In pre-flight briefings by their ATC officer, these cadets had been assured that the Chipmunk, designed by a Polish engineer, offered good, responsive flying characteristics suitable for ab initio training which included aerobatics. This is a single-engine machine,
said the ATC officer, so who can tell me anything about the engine?
At this, several arms shot up from the group of ultra-keen cadets. It’s a de Havilland Gipsy Major 8, sir,
said one of them, which produces 145 horsepower.
Very good. And can anyone tell me about some of the Chipmunk’s aerodynamic features?
When this question was met with silence the ATC officer hinted: Features which affect the aircraft’s safety performance?
Is it to do with stalling, sir?
said one of the cadets.
Good lad. Yes – the inboard leading edges of the wings have stall-breaker strips to prevent a stall from originating on the outboard section. As well as this, the manufacturers have fitted anti-spin strakes.
Further briefings followed but when flying began, and when my first cadet passenger climbed into the front seat of Chipmunk WD373, his enthusiasm, bolstered, perhaps, by the warmth of the summer sun, was positively infectious.

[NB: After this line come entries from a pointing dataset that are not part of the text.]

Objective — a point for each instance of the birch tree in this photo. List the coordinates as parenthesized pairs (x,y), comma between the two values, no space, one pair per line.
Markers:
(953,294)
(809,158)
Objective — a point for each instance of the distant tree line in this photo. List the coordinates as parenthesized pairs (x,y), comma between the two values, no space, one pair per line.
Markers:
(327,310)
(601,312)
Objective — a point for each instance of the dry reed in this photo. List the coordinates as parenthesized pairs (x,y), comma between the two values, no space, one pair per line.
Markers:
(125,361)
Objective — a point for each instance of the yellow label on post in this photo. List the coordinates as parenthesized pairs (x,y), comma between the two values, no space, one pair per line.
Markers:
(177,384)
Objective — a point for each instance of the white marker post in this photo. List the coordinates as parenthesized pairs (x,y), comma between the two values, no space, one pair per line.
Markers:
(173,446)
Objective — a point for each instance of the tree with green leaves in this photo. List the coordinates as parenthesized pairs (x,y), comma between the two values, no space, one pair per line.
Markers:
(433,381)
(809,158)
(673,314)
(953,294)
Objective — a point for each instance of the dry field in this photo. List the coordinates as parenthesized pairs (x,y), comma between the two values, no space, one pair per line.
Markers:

After start-up and taxiing routines, he followed me through on the flight controls as we lined up on the runway at RAF Wattisham in Suffolk. When I asked him: Okay? All set for take-off?
his response was an eager: All set, sir!
Now cleared by air traffic control, without delay I advanced the Chipmunk’s throttle. As the aircraft accelerated, I could see from the rear cockpit that the cadet was staring at the runway edges to gain, I assumed, an impression of speed. Look up,
I said, ensure that the area ahead is clear; check above and all around.
I wanted to emphasise the importance of good ‘lookout’: Learn the fighter pilot’s habit to search for other aircraft.
Soon, as I levelled the Chipmunk at a height of around 1,500 feet and when I asked the cadet if he’d like to take over the flight controls, the answer was immediate: Yes, please, sir.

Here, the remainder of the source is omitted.